I'm just thinking, I should just get rid of it. Just suck it up. List it on the cheap side for $1500 or something and have someone take it with minimal BS. I would like to get a fair deal for it, but I'm less and less confident of such a thing happening.


----------



## dubmac (Jan 9, 2011)

eulogy - I was in a similar situation. I had 1998 toyota corolla that we cared for and doted on - we had all of the maintenance records, spare tires, the works. It was in very good mechancial condition - the motor was good, but the suspension was so-so. (We needed an upgrade to accomodate bigger kids etc). Initially I put the car on Craigslist and Kijiji, and went through the same and bigger travel plans. It had around 180Km on it as well - but no AC, and stripped down (few accessesories) inside. I was asking $2800 intially for it because the motor was in good condition, no rust, tires inclded etc. I did all of the meeting, greeting, test driving etc that you alluded to in your post as time-consuming.

I ended up selling the car for 2100 cash to an older man who wanted a car that had 4-6 yr left in it. I wouldn't list it for 1500 - but I would suggest $2500, or so, and include a trailer like "all reasonable offers considered". Just my opinion. Good luck - it'll sell.


----------



## eulogy (Oct 29, 2011)

Thanks for the comment. I think the last time I listed the car, it was at $2800. Minimal bites, mostly slack jaws that wanna take a look, but that's all I got from them. Maybe $2000 is a good number to start with. It's just one of those things I'd like to get over with. The longer it drags on, the more irritating it becomes.


----------



## dubmac (Jan 9, 2011)

some buyers will go on site like this one http://www.vmrcanada.com/canada_makes.htm to determine the expected amount for resale. You may want to have a look to see if your price is close to the one on this site...


----------



## eulogy (Oct 29, 2011)

$4250 wholesale, $5875 retail... and obviously subtract the fixes that need to be done.


----------



## OhGreatGuru (May 24, 2009)

Don't expect to get much for your car from a charity. The examples quoted are likely where the charity has immediately received money for the car from a scrap dealer, at no overhead cost to them.

You claim to not like the hastle of trying to sell it for its FMV. But you want a charity to give you a receipt for the FMV, and then absorb the subsequent cost (and hastle) of trying to sell it themselves, using the time of their paid staff. Why would they do it? And charities have to be very careful about giving out receipts for goods as opposed to cash. It's an open invitation to CRA to audit their books, because too many games can be played with appraisals.


----------



## eulogy (Oct 29, 2011)

I don't expect a charity to give me fair market value. I do expect to get something close to the net value that they get out of it, which would be fair. So if they spend $500 in labor costs to sell a car, taxes, etc for $1000, I expect to get $500 tax receipt. It was merely a question about what you would get and not an expectation. Not sure where that impression came from.


----------



## OhGreatGuru (May 24, 2009)

Fine, so you don't expect them to give you a receipt for FMV. But I repeat that charities are not in the business of conducting consignment sales for your convenience. Try a pawn shop or the used car dealers in your area.
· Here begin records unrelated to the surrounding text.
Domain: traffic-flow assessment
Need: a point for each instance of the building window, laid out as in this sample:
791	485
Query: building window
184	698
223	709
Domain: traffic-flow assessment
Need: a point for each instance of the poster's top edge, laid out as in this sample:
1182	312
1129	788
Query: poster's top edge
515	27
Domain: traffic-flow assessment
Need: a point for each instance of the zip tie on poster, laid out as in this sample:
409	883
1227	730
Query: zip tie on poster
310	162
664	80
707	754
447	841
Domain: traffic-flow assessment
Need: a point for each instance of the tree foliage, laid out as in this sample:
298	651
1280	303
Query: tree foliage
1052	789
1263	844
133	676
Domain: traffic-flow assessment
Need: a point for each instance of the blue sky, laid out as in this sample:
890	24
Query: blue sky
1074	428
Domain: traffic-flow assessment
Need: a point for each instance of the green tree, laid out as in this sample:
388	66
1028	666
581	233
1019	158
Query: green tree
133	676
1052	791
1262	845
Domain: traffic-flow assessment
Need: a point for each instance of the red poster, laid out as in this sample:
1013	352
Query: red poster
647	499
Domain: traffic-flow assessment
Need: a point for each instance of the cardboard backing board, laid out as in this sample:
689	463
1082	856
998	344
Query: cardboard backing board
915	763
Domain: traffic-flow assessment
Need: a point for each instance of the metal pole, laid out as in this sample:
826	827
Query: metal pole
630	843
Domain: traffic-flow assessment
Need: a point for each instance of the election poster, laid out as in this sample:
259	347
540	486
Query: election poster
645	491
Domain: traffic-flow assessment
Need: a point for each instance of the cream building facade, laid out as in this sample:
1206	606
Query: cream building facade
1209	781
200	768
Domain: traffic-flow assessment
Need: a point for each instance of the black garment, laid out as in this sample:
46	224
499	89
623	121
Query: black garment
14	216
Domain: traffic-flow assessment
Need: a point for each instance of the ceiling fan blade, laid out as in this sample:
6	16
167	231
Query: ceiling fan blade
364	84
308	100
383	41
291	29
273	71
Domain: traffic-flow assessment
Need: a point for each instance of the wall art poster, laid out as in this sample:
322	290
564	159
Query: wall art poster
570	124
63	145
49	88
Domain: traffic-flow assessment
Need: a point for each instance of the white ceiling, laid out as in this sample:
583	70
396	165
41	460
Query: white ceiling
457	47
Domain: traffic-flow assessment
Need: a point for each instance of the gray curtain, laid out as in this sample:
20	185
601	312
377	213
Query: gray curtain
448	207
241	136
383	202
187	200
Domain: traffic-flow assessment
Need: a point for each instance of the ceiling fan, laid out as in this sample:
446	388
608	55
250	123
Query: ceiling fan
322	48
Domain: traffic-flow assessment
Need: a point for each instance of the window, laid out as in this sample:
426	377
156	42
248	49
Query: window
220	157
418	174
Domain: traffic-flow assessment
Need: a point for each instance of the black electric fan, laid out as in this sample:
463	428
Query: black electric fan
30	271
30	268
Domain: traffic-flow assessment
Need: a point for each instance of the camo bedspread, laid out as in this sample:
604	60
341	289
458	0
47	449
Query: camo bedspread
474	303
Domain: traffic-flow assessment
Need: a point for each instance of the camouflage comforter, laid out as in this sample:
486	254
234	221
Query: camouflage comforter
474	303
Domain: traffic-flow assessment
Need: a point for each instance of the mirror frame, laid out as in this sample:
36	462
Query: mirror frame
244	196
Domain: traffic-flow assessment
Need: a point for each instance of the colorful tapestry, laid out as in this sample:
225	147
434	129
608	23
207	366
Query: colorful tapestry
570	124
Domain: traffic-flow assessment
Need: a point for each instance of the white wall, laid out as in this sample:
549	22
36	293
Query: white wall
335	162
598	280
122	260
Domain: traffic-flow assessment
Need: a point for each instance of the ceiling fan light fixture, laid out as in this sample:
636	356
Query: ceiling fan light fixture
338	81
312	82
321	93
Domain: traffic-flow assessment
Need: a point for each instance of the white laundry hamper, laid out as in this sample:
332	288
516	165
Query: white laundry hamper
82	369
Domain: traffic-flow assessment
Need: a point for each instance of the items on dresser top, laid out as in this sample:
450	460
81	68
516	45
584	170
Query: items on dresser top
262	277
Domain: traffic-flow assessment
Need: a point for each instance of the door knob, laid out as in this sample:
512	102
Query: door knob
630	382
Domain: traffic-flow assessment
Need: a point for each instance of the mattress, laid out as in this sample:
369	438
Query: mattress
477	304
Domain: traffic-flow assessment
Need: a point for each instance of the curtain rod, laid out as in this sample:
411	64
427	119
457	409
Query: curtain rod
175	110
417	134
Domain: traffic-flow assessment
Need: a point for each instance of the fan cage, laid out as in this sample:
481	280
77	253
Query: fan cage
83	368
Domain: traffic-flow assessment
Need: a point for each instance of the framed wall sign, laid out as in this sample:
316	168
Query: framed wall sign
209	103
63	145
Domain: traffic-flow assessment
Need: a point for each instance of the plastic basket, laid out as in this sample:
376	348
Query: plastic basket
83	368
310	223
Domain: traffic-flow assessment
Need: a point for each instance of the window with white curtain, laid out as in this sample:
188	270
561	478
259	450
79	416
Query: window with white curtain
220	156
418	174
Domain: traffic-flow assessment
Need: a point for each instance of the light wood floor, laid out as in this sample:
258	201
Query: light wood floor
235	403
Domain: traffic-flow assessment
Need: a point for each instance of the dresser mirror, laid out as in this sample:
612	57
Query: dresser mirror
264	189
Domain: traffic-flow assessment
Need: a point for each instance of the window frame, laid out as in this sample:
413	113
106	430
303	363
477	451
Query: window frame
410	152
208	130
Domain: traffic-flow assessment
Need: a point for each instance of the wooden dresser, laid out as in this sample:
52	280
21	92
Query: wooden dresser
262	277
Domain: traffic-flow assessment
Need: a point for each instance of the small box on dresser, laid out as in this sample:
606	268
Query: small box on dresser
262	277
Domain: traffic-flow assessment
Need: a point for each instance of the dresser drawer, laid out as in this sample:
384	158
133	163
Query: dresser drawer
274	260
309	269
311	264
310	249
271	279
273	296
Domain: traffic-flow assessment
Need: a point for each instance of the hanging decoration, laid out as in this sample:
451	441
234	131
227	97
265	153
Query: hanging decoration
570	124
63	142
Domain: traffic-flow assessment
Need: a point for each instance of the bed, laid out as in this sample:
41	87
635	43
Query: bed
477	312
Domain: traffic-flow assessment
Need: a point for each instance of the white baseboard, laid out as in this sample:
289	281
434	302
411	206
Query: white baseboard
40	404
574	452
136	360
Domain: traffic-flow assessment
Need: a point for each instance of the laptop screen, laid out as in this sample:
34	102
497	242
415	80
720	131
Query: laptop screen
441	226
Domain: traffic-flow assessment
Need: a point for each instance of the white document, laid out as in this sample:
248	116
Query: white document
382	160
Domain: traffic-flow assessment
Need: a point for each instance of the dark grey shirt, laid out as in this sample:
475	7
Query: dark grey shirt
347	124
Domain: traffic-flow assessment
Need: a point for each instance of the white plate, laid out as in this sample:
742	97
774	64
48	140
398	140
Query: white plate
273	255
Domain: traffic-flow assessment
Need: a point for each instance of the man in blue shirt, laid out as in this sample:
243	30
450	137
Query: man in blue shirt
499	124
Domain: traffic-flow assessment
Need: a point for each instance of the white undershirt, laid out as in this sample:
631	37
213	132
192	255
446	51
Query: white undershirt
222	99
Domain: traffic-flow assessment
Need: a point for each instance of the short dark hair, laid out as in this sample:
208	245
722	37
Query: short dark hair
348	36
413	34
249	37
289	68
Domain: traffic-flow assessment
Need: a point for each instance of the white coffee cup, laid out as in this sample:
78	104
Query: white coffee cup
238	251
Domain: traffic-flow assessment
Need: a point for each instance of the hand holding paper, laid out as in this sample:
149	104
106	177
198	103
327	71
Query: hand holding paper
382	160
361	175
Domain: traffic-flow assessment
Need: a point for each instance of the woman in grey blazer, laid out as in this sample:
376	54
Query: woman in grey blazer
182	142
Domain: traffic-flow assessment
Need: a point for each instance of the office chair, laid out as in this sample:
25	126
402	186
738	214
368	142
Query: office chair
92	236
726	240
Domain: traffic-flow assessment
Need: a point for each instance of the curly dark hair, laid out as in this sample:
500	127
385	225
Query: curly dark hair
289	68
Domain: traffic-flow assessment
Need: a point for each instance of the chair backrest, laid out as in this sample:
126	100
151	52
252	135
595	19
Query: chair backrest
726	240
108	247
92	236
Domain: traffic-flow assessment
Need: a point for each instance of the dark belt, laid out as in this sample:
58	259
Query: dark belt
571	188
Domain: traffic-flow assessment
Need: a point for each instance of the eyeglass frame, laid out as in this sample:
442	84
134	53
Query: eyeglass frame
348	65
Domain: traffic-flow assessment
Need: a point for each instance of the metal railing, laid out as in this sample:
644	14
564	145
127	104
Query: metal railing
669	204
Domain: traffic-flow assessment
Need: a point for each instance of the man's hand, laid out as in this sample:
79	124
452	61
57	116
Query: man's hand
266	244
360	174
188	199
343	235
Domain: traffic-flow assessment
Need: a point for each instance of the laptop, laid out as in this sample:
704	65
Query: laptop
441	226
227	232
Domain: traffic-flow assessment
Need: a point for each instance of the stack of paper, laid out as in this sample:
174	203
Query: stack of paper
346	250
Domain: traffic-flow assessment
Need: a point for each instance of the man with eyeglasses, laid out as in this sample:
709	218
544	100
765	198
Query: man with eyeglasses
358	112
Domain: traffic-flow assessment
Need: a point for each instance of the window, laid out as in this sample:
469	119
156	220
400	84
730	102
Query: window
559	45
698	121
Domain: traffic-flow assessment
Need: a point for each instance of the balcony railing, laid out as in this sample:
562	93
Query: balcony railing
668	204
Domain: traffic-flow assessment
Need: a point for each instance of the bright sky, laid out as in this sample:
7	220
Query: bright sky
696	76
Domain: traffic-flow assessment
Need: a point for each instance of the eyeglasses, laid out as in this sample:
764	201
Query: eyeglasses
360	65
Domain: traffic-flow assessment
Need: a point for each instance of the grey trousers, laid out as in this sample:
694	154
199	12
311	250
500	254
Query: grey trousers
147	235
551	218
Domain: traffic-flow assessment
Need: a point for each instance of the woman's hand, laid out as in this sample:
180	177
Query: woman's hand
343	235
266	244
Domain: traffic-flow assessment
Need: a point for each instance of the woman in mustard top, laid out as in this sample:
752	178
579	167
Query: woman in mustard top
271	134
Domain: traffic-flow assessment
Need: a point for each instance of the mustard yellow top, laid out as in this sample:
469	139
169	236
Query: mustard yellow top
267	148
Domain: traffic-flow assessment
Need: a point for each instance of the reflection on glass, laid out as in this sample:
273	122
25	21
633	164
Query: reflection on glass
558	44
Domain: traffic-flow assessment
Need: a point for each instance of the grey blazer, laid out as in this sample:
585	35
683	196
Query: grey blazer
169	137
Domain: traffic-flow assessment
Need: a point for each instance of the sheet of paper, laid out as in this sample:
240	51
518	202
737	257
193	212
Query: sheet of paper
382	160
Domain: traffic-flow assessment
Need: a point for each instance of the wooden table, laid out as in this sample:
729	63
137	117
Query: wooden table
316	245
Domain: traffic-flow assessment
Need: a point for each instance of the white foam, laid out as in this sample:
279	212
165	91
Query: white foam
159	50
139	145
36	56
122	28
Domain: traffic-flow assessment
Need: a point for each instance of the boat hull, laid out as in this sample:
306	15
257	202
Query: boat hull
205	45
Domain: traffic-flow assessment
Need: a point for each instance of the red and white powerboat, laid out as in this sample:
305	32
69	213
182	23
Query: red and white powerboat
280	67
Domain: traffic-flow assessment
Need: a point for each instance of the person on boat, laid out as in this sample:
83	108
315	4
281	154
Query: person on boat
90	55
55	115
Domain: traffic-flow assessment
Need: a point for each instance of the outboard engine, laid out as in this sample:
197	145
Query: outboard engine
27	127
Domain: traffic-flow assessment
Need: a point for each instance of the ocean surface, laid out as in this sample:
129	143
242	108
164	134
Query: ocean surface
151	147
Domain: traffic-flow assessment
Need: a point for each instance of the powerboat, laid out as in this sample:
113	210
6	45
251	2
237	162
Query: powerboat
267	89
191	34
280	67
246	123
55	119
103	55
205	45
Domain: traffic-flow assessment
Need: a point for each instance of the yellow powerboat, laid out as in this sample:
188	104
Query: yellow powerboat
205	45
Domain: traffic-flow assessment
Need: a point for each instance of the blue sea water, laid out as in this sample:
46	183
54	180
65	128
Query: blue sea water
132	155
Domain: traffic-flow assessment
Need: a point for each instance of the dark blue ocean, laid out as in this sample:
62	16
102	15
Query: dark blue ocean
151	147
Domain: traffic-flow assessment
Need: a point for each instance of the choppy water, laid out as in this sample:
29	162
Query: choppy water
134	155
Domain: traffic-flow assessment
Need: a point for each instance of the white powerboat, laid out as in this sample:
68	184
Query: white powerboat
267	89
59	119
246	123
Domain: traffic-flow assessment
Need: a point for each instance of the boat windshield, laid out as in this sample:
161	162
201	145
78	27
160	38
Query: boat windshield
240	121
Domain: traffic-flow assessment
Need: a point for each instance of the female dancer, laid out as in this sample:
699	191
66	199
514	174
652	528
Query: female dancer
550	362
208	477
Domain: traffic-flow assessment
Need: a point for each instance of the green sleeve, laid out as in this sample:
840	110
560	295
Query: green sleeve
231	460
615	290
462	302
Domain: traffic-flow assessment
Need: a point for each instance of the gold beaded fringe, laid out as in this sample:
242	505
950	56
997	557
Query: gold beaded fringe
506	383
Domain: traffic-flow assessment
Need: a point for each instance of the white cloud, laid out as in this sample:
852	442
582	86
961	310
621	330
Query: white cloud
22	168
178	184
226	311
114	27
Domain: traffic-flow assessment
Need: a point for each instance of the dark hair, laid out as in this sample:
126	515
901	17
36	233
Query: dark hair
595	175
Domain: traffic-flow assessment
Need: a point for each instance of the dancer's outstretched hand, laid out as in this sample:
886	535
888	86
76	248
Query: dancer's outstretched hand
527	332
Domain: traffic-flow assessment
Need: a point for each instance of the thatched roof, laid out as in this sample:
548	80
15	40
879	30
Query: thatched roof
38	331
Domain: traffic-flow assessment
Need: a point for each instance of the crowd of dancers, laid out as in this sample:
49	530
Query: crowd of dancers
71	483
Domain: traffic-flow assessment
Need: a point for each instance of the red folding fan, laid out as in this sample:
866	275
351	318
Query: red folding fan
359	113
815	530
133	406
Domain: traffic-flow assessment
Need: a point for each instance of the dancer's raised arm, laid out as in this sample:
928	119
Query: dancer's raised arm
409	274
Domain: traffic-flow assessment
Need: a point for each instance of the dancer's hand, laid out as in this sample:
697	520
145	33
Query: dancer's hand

PS - You've already established what the FMV is - next to nothing. You have a pre-conceived notion that it should be "worth" more, but property is only "worth" what people are willing to pay for it.


----------



## carverman (Nov 8, 2010)

OhGreatGuru said:


> Fine, so you don't expect them to give you a receipt for FMV. But I repeat that charities are not in the business of conducting consignment sales for your convenience. Try a pawn shop or the used car dealers in your area.
> 
> PS - You've already established what the FMV is - next to nothing. You have a pre-conceived notion that it should be "worth" more, but property is only "worth" what people are willing to pay for it.


Yup! If you can drive it to an auto crusher junkyard..(not a car recycle yard that may be able to use some parts) it's.$100 to $250 a ton..take it or leave it. They will weigh it on their scale and subtract tires maybe. 
(see cars we buy). So unless you happen own "Goldfinger's Bently) don't expect to get what you think it's worth.
http://www.cashforcarscanada.com/?gclid=CMiKi6eqk74CFcU-Mgodwl0AGg


----------



## eulogy (Oct 29, 2011)

OhGreatGuru said:


> Fine, so you don't expect them to give you a receipt for FMV. But I repeat that charities are not in the business of conducting consignment sales for your convenience. Try a pawn shop or the used car dealers in your area.
> 
> PS - You've already established what the FMV is - next to nothing. You have a pre-conceived notion that it should be "worth" more, but property is only "worth" what people are willing to pay for it.


You're really trying to assume things I never said, implied or even thought. I can't think of a reason why, but okay. Thanks for your constructive thoughts.


----------